Current status of clinical trials of farnesyltransferase inhibitors

Farnesyltransferase inhibitors represent a new class of agents that target signal transduction pathways responsible for the proliferation and survival of diverse malignant cell types. Although these agents were developed to prevent a processing step necessary for membrane attachment and maturation of Ras proteins, recent studies suggest that farnesyltransferase inhibitors block the farnesylation of additional cellular polypeptides, thereby exerting antitumor effects independent of the presence of activating ras gene mutations. Clinical trials of two farnesyltransferase inhibitors-the tricyclic SCH66336 and the methylquinolone R115777-as single agents have demonstrated disease stabilization or objective responses in 10 to 15% of patients with refractory malignancies. Combinations of farnesyltransferase inhibitors with cytotoxic chemotherapies are yielding complete and partial responses in patients with advanced solid tumors. A phase I trial of R115777 in refractory and relapsed acute leukemias induced responses in 8 (32%) of 25 patients with acute myelogenous leukemia (including two complete remissions) and in two of three with chronic myelogenous leukemia in blast crisis. In patients with solid tumors, accessible normal tissues such as peripheral blood lymphocytes or, perhaps more germane to epithelial malignancies, buccal mucosa have provided surrogate tissues that allow confirmation that farnesyltransferase is inhibited in vivo at clinically achievable drug doses.
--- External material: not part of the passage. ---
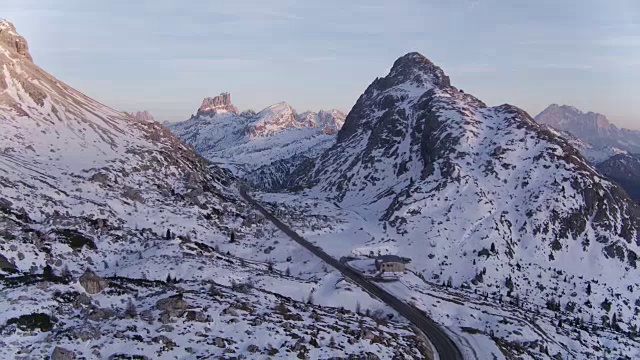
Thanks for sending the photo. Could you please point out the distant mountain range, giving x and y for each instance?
(591, 127)
(262, 147)
(612, 150)
(113, 227)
In conjunction with the R115777 acute leukemia trial, serial measurements provided evidence of farnesyltransferase enzyme inhibition, interference with farnesyltransferase function (ie, protein processing), and blockade of signal transduction pathways in leukemic bone marrow cells. Preclinical studies of farnesyltransferase inhibitor resistance and clinical trials of farnesyltransferase inhibitors in combination with other agents currently are in progress. Curr Opin Oncol 2001, 13:470-476 (C) 2001 Lippincott Williams & Wilkins, Inc.